Мать раздавила окурок в пепельнице и тут же достала вторую сигарету. Я поднес ей зажженную спичку.

— Мама, в Америке люди ежедневно подвергаются насилию. И мы тогда не были ни в чем виноваты. Просто настал наш черед. Пойми, тысячи женщин в Штатах каждый день становятся жертвами преступников. Мужчины, которые это делают, — либо психи, либо животные. Ты в курсе, с какой скоростью растет число изнасилованных в тюрьмах парней? Я не говорю, что это неприятность типа уличного ограбления. Это ужасно, отвратительно. Это навсегда что-то меняет в тебе.

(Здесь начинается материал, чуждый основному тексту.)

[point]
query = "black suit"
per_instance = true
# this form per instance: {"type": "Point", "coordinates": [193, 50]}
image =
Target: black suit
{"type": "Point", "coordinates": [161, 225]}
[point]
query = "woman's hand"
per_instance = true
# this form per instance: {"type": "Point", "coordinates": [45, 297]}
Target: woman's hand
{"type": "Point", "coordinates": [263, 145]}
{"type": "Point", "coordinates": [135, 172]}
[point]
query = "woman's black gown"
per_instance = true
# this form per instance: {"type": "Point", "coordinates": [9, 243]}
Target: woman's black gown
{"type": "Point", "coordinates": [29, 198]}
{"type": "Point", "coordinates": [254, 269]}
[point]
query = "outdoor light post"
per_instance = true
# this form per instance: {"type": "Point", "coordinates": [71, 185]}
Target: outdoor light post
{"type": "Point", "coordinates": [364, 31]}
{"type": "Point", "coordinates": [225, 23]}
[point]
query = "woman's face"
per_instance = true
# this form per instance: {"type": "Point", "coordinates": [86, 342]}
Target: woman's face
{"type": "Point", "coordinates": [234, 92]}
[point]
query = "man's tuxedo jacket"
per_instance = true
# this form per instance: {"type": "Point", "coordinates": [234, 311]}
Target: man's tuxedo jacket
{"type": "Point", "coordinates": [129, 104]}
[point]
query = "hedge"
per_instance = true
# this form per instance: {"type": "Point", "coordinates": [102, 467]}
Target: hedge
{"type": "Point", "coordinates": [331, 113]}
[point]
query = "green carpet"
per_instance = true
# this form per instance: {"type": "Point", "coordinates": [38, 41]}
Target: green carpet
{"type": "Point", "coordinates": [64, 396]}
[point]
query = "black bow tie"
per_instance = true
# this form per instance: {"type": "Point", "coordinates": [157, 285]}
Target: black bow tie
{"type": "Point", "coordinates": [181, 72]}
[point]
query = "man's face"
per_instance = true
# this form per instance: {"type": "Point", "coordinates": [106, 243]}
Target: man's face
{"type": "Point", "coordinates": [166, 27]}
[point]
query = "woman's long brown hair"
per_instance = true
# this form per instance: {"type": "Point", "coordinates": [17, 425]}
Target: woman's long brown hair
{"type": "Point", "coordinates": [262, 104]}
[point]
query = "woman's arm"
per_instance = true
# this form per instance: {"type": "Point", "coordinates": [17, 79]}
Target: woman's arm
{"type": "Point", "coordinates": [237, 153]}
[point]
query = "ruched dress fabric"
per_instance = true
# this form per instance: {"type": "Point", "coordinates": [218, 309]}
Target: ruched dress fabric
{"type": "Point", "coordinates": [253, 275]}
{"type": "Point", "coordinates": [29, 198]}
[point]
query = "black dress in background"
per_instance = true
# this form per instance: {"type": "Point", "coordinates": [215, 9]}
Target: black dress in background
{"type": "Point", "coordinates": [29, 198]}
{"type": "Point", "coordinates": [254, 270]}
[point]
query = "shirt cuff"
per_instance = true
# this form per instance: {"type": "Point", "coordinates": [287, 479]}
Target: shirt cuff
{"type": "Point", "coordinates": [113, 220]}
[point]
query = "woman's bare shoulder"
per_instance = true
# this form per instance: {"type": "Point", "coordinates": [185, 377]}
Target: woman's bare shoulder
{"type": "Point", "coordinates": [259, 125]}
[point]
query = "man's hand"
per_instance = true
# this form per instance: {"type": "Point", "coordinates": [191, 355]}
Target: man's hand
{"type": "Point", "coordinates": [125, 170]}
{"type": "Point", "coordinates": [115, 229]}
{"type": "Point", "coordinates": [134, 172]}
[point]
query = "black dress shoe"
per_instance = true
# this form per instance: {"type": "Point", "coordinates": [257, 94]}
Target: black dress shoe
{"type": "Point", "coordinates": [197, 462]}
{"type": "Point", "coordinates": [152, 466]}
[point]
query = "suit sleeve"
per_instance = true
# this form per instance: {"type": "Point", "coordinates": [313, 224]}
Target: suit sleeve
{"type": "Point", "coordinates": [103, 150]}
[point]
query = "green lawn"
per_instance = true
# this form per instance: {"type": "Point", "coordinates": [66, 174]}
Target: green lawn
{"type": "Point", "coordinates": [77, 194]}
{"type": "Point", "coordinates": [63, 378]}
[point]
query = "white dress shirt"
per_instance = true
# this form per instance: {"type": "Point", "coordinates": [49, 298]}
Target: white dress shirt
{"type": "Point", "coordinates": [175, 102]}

Но делать вид, что этого с тобой не случилось, — глупо и бесполезно.

— Я не была изнасилована, — заявила вдруг мать.

— Что-о?

— Ты не видел того, что происходило в спальне. — На глазах матери выступили слезы. — Ничего не было. У тебя нет доказательств.

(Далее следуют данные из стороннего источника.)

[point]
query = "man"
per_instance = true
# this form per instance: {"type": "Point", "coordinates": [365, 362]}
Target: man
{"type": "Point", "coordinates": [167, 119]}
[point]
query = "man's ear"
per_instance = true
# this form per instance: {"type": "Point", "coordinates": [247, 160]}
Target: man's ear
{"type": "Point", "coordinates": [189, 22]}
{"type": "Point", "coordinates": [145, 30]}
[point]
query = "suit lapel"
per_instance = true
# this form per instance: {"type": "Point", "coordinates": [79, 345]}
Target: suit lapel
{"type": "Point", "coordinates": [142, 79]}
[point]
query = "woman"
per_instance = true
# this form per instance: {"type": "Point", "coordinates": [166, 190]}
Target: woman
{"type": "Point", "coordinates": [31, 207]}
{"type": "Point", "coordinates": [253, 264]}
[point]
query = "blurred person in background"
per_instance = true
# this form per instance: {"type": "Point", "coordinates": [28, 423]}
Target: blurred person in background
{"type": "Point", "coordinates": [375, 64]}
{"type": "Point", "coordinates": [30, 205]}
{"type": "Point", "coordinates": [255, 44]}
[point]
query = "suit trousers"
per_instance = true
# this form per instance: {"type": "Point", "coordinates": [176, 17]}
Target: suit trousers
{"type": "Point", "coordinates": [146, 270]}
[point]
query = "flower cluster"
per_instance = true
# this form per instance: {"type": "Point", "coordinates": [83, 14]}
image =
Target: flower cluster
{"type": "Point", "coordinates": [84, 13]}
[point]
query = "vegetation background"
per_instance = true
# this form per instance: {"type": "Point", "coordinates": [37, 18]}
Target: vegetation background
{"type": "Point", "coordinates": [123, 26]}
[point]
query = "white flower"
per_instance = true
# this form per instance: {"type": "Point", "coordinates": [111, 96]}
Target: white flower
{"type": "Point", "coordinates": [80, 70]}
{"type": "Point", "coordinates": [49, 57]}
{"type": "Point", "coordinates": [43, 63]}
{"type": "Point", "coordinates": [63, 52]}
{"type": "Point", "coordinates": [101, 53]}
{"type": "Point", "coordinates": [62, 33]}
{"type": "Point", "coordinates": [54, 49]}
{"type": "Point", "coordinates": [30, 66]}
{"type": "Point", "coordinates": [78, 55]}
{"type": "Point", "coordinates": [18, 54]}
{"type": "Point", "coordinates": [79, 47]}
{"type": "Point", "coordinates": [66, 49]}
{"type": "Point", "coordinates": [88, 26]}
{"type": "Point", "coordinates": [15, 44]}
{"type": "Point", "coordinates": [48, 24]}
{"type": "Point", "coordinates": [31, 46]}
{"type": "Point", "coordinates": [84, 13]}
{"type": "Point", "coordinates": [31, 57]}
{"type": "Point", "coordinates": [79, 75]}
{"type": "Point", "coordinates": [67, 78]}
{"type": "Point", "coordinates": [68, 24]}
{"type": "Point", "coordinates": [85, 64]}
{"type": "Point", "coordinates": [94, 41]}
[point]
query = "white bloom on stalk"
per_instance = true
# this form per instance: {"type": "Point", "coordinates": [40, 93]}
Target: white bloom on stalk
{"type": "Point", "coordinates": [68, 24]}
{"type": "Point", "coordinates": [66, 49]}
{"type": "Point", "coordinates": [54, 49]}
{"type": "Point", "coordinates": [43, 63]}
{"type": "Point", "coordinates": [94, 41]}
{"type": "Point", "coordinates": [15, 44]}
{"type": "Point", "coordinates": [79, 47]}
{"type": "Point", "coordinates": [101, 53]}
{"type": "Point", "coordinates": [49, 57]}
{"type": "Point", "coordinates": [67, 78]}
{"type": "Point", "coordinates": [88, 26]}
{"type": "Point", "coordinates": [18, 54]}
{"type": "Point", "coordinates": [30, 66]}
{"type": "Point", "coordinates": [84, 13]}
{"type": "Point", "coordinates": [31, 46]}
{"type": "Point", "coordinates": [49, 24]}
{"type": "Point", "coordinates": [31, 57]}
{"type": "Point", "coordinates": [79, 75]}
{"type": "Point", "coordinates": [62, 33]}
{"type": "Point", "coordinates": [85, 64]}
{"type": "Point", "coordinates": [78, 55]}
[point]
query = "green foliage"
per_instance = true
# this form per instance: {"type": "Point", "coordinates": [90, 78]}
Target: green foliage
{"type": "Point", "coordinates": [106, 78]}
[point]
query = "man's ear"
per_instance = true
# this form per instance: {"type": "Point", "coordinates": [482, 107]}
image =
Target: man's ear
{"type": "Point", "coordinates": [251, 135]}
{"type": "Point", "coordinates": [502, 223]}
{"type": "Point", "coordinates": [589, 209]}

— Доказательств? Какие доказательства тут нужны, мама? Едва ли вы говорили о фильмах с участием Хамфри Богарта. Причина, почему я в этом сомневаюсь, очень проста. Когда ты выскочила из спальни, ты была совершенно голой.

Мать заплакала громче. Я подал ей платок.

— А ведь мы тогда показали им, Том. Правда? — спросила она сквозь всхлипывания.

— Да, мама. Мы их сделали. Навечно отбили охоту соваться в чужие дома.

— Он делал со мной жуткие вещи, — призналась мать, давясь рыданиями.

— В последние мгновения жизни этот парень лежал под тигром и проверял, нет ли у Цезаря дурного запаха изо рта. Не знаю, как они собирались завершить тот день, но мы полностью изменили их планы. Думаю, в ту ночь у них из глазниц уже торчали корни кудзу.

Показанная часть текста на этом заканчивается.